“殿下,夜深了,您昨晚就没睡好,今日还是早些歇下吧。”二皇子的内侍劝道。
“睡不着。”二皇子叹了口气,又道:“你嘱咐下去,叫母妃小厨房里的人明日做几样三弟爱吃的点心送来吧。”
“这……殿下是打算与三皇子交好?”内侍道。
“我与三弟虽然差着年纪,但也算是从小一同长大,与旁人的情分总归有些不同。”二皇子淡淡道。
即便父皇不看好他,他也该学着为自己打算了,不是吗?
有些东西,倘若他学不会主动争取,那么恐怕就一辈子不可能得到了。
二皇子的这些小心思,每日迈着小短腿吭哧吭哧走到文庆宫上学的七皇子一概不知。
前十来天都还好,毕竟老师也就只教他认几个字,还有声律启蒙什么的,七皇子虽然调皮,但脑筋转得快,学东西自然也快得很。

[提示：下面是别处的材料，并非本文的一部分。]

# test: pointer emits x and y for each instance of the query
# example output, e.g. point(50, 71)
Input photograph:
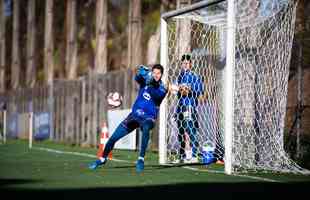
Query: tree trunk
point(153, 47)
point(31, 32)
point(49, 43)
point(71, 47)
point(2, 47)
point(101, 36)
point(183, 31)
point(134, 34)
point(16, 48)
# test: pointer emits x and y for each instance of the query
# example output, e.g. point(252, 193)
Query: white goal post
point(239, 52)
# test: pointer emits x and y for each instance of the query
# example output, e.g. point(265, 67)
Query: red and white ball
point(115, 99)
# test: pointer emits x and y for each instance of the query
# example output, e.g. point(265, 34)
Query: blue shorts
point(135, 120)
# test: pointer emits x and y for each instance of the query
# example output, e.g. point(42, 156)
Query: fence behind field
point(76, 108)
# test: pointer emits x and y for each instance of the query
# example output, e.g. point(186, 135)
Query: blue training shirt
point(194, 82)
point(149, 98)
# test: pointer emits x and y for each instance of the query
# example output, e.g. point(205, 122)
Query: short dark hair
point(158, 66)
point(186, 57)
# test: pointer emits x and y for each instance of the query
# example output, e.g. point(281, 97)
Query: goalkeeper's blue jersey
point(194, 82)
point(149, 99)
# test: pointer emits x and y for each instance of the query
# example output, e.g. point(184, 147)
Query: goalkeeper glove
point(145, 72)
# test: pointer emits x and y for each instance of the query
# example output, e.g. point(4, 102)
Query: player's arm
point(141, 72)
point(158, 94)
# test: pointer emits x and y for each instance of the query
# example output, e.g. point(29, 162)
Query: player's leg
point(192, 127)
point(146, 126)
point(123, 129)
point(181, 137)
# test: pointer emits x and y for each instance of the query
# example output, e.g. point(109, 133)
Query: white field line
point(239, 175)
point(126, 161)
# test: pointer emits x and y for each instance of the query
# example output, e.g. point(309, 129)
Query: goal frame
point(228, 84)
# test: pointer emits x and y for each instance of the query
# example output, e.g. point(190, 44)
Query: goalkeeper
point(143, 115)
point(189, 90)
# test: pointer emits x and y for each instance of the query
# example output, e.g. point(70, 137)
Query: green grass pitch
point(35, 170)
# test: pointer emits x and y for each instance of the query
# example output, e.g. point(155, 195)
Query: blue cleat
point(96, 164)
point(140, 166)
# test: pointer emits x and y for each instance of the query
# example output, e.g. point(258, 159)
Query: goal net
point(257, 38)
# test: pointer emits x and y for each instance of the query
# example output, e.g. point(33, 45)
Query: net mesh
point(263, 39)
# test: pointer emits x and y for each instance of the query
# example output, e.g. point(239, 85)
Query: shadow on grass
point(250, 190)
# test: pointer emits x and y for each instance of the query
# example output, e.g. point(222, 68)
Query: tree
point(2, 47)
point(101, 36)
point(31, 32)
point(134, 34)
point(16, 48)
point(49, 43)
point(183, 31)
point(71, 45)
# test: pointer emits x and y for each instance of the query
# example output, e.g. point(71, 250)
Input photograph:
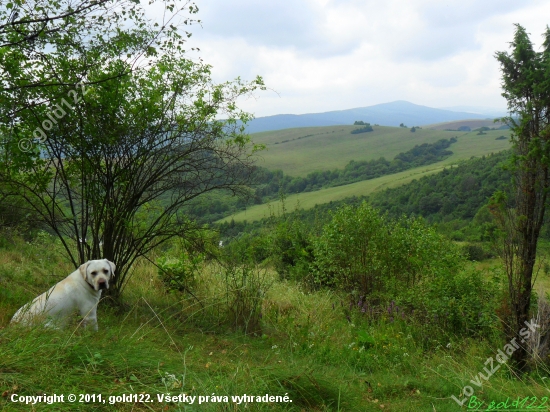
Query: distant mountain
point(386, 114)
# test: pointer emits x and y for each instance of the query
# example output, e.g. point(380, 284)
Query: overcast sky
point(321, 55)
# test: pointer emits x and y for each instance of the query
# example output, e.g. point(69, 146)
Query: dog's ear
point(113, 267)
point(82, 269)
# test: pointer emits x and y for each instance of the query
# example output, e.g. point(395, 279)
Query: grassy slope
point(468, 145)
point(308, 349)
point(472, 123)
point(332, 147)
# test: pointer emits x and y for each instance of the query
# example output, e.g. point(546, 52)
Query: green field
point(468, 145)
point(304, 150)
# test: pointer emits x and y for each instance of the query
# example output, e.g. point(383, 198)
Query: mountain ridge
point(384, 114)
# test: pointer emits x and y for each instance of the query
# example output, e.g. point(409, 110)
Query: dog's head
point(98, 273)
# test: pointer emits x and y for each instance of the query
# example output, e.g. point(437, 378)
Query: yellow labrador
point(80, 290)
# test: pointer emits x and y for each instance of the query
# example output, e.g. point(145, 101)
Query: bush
point(463, 302)
point(474, 252)
point(179, 274)
point(367, 254)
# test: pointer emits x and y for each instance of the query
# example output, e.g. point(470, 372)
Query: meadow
point(309, 347)
point(468, 145)
point(300, 151)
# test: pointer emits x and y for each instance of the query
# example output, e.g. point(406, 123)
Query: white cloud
point(324, 55)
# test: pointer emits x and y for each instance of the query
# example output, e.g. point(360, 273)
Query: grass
point(307, 200)
point(304, 150)
point(168, 343)
point(331, 147)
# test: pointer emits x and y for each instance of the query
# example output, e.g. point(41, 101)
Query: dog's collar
point(89, 284)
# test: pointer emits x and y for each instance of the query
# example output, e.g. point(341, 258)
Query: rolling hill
point(386, 114)
point(298, 152)
point(328, 148)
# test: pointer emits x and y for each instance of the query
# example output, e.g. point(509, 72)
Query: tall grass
point(311, 346)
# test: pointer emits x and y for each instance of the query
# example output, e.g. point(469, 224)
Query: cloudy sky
point(321, 55)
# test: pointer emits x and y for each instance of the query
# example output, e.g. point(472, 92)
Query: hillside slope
point(386, 114)
point(468, 145)
point(298, 152)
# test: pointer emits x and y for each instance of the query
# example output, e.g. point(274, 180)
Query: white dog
point(80, 290)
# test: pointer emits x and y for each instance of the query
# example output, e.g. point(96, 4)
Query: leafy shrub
point(474, 252)
point(292, 249)
point(366, 253)
point(463, 302)
point(179, 274)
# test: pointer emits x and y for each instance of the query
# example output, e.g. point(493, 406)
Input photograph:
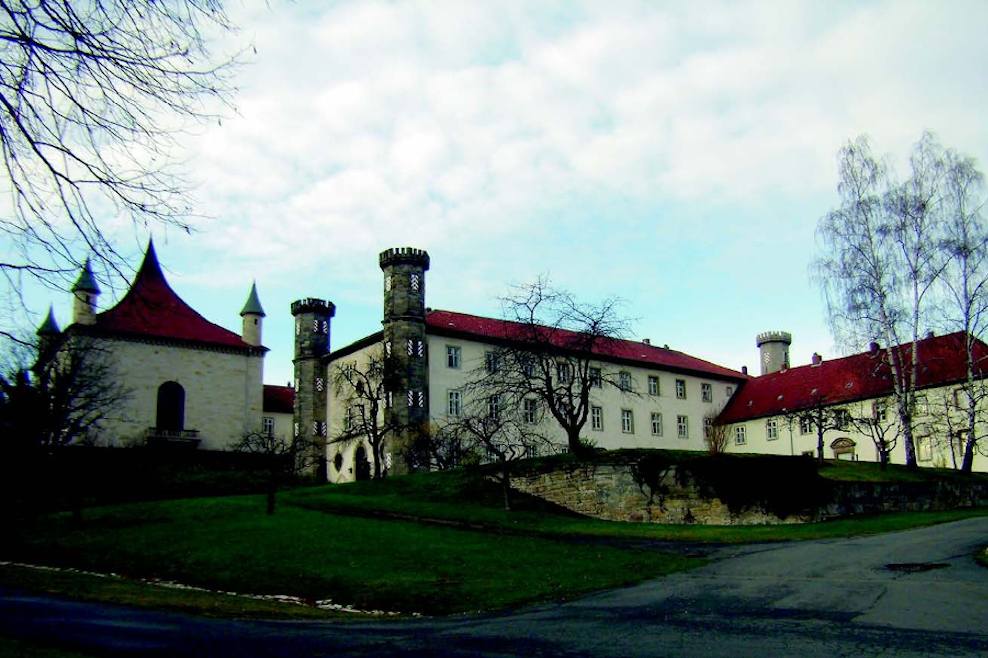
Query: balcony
point(157, 436)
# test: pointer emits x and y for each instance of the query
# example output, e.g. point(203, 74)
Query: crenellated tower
point(774, 350)
point(404, 335)
point(312, 320)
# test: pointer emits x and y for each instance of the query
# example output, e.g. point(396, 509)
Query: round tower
point(774, 348)
point(85, 293)
point(404, 335)
point(253, 318)
point(312, 317)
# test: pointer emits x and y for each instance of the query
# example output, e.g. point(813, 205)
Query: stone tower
point(404, 335)
point(312, 318)
point(85, 292)
point(774, 348)
point(253, 317)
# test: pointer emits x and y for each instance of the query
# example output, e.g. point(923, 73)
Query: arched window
point(171, 407)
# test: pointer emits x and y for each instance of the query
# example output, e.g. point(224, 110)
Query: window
point(452, 356)
point(494, 407)
point(680, 389)
point(656, 424)
point(528, 410)
point(921, 407)
point(627, 421)
point(739, 436)
point(454, 402)
point(924, 449)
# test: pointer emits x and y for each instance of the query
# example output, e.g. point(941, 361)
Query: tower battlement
point(773, 337)
point(404, 255)
point(314, 305)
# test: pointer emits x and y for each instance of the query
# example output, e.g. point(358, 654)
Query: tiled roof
point(858, 377)
point(279, 399)
point(490, 329)
point(152, 310)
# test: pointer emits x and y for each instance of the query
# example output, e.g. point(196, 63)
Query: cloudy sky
point(677, 155)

每日不仅学有余力,还能挤出时间和自家母妃一道用午膳。
可等到了月底,老师突然给出背诵任务的时候,七皇子就犯了难。
于是这一日夜里,七皇子刚用过晚膳,就急吼吼地回屋背书去了。
这孩子的声音清脆又响亮,沈云棠就坐在院子里也能听得一清二楚。
“三才者,天地人。三光者,日月星。三纲者,君臣义……”
背到一半,七皇子忽然卡了壳。
沈云棠低低地笑了两声,正打算出声提醒,就听见他又自个给自个接上了:“父子亲,夫妇顺。曰春夏,曰秋冬。此四时,运不穷……”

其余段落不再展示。